I admire your interest, and although it's hard to guage how skilled you will be at it, it'll be interesting to see how it goes.
I don't have the time myself, but have you read about how 'Through the looking glass' relates to chess? It's quite interesting.
I'd advise picking a well-known game, with an obvious progression, so you have a clear framework to go from. Good luck!
(I'm a writer and a coach on chess.com - feel free to message me if you'd like a free coaching game :)
It was either this subforum or the 'Fun With Chess' subforum and while this has to DO with Chess Stories, it isn't actually one yet. So I don't know if it belongs in a forum for jokes and stories yet.
It's pretty fun though.
For me, anyway.
Anyway the point of this is that I am trying to write a bit of a story about chess. A young nomad boy from a river barge, and an elf girl from the Barrow Downs—vast, unsettled fields, dotted with tombs older than history—discover that they are the red king and queen in an abstract 'chess game' for the known world that has been stalled for over a thousand years, ever since the last red king and queen disappeared with no explanation.
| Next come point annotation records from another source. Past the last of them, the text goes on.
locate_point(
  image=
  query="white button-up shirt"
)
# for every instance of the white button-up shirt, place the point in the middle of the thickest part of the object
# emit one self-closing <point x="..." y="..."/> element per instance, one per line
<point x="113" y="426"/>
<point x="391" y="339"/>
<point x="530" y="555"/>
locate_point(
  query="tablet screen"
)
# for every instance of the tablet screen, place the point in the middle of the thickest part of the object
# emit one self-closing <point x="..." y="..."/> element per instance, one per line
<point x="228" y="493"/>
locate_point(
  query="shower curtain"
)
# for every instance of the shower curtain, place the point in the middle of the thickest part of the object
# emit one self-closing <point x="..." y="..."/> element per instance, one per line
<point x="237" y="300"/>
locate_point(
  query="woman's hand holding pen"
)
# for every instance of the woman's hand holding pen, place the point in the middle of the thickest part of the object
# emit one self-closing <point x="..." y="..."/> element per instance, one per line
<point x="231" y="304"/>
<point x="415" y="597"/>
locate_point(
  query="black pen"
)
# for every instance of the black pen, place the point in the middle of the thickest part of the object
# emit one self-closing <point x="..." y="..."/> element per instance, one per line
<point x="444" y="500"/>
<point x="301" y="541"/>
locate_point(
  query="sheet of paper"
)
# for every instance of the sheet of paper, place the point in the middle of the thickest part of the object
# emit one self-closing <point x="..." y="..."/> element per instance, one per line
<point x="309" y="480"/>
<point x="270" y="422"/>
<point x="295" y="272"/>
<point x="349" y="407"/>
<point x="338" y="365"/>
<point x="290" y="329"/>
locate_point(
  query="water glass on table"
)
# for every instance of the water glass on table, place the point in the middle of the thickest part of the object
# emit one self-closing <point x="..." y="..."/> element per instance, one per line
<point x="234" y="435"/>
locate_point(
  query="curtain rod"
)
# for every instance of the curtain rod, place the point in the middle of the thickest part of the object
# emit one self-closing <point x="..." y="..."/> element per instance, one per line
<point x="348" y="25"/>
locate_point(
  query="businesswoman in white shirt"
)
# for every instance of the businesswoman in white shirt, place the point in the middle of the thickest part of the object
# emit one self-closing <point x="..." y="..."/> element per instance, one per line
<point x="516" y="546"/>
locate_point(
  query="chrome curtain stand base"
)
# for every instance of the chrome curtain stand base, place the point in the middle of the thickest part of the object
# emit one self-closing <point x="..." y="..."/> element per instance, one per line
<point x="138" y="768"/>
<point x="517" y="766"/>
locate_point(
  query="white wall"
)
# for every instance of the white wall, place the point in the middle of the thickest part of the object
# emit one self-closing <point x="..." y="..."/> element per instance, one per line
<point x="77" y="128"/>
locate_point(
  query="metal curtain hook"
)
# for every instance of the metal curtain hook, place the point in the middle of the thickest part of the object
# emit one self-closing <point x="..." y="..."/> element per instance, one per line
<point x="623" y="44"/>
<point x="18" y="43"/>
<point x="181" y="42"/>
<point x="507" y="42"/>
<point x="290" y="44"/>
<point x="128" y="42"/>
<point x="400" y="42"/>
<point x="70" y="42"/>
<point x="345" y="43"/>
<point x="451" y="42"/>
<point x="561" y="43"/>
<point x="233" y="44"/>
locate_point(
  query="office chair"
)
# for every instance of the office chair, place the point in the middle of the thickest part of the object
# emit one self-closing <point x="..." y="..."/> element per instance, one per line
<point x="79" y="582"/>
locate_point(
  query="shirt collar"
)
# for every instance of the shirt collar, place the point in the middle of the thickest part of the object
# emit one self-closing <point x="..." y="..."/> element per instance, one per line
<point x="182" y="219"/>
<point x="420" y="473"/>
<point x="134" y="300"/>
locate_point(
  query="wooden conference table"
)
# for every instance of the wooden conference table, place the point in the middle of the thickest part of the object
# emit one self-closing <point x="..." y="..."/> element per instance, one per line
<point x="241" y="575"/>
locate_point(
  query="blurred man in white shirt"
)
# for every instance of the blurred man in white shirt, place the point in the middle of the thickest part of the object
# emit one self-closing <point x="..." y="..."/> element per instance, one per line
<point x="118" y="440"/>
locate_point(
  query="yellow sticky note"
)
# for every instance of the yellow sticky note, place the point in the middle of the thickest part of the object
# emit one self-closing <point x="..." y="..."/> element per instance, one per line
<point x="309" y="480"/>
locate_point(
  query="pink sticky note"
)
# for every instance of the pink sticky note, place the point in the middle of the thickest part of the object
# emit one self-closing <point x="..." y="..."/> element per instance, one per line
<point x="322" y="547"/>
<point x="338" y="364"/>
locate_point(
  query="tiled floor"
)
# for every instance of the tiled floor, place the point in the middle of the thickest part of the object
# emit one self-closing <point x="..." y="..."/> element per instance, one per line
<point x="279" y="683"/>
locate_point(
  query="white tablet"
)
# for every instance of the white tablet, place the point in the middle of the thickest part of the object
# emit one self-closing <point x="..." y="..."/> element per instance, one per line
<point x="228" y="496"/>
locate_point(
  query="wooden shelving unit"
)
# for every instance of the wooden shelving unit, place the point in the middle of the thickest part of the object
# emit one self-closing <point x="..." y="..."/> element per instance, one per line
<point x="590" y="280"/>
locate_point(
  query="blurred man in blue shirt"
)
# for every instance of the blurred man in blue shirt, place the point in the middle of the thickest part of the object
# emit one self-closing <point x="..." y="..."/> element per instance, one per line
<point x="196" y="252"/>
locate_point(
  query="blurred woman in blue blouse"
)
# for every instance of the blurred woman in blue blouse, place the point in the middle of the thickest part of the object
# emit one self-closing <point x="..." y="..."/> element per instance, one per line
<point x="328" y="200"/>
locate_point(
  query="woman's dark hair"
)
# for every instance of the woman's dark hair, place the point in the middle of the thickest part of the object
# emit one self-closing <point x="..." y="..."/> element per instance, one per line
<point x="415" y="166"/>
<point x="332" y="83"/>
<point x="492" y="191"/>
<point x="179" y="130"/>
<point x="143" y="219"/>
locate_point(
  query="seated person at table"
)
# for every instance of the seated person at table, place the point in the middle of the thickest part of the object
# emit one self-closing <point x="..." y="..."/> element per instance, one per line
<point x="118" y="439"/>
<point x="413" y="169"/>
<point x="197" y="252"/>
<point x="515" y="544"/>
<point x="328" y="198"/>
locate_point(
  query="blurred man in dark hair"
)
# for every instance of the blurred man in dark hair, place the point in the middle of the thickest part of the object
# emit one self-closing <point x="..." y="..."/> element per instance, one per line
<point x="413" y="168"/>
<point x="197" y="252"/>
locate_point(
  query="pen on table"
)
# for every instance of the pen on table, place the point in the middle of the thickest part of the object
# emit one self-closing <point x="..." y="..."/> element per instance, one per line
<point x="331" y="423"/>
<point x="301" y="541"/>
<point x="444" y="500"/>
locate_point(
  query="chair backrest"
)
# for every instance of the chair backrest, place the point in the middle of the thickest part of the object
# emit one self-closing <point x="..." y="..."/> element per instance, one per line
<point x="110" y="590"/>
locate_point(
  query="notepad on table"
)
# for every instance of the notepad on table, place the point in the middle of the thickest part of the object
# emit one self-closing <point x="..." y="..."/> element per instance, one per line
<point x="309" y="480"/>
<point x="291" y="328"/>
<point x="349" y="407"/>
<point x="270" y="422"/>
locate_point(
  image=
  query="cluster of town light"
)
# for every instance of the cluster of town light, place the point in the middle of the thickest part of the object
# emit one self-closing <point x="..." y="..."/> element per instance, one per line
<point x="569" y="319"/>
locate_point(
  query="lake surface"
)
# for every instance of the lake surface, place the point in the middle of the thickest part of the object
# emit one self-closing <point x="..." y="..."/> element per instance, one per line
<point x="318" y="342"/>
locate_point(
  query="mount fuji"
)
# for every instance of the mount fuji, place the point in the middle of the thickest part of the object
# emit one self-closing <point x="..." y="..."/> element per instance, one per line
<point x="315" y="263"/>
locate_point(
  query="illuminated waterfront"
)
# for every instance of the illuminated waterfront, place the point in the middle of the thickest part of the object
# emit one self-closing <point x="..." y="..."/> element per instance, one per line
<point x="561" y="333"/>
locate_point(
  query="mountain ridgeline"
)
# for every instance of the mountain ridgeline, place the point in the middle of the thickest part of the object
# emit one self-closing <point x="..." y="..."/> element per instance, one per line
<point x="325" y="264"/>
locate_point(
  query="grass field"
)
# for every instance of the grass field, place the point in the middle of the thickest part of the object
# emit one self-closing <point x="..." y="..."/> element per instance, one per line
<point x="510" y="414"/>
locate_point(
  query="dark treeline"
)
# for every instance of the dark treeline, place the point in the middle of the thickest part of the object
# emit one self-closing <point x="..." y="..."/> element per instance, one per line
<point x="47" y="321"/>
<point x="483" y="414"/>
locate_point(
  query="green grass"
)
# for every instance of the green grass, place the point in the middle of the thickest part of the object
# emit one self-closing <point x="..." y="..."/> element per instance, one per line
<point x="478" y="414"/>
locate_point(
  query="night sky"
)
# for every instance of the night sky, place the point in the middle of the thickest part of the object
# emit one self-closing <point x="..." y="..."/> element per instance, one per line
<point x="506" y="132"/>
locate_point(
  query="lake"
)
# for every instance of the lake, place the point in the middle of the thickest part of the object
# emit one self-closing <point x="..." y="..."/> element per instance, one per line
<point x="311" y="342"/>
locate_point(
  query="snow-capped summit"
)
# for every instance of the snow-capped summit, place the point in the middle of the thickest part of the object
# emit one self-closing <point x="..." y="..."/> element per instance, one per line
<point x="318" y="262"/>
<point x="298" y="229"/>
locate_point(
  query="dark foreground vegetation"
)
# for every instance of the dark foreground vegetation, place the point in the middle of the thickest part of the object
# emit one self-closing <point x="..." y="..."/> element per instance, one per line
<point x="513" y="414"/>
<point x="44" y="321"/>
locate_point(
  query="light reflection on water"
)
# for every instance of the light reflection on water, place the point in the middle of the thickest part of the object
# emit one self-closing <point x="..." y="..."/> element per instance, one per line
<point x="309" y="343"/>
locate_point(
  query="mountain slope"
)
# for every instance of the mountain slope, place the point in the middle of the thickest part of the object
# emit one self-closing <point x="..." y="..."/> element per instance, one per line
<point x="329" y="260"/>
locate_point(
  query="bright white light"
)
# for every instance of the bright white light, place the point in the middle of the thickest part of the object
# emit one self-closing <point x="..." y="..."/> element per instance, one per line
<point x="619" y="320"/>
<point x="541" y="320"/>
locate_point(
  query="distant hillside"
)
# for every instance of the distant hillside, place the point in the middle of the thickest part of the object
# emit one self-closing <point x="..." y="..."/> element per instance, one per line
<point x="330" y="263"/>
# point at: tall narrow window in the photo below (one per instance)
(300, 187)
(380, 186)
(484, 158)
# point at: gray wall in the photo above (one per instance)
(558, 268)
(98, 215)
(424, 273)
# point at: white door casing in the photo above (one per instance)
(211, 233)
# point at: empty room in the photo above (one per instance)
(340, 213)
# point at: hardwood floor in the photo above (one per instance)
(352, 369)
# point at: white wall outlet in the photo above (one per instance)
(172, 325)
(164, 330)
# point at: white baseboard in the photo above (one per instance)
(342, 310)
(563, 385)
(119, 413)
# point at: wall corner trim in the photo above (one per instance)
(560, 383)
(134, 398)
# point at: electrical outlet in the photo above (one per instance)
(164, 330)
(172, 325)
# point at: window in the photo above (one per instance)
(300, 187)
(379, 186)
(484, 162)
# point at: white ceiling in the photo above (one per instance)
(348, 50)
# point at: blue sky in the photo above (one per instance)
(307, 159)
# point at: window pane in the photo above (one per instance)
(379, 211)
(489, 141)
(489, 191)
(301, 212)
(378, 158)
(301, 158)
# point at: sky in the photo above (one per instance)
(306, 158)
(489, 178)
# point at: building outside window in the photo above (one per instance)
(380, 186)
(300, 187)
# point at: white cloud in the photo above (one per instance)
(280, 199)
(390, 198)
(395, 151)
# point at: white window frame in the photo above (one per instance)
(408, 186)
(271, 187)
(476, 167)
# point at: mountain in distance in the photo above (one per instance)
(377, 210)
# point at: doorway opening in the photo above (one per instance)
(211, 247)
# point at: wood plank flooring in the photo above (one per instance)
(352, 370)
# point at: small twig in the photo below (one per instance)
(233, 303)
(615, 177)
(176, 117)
Meanwhile the white king and queen reign from the Ivory City, and for all intents and purposes it is a wonderful and just reign, and they are beloved by all their subjects, who have all managed, with staggering oversight, never to reflect on just what it is ivory is made out of.
I have always loved chess but I have had absolutely no-one to play it with and only discovered this site today, and while I could spend a year or two brushing up on chess before I write the story I was wondering if there was some way I could reach out to this community to find sort of a 'chess consultant'. Someone who likes chess and who likes rather extended sojourns through literature and whom I could email from time to time.
I would like to see if it's at all possible to a. construct a fairly complete mythology based roughly around the idea of chess and b. to create a crude simulacrum of the story in game form and vice versa, so the movement of the two kids and all the other characters turns out to be—at least until the endgame—a playable chess game.
Is there anyone out there who could see their way around to being hassled for about an hour every week by a ignorant and heathen author with pretensions of being a chess enthusiast?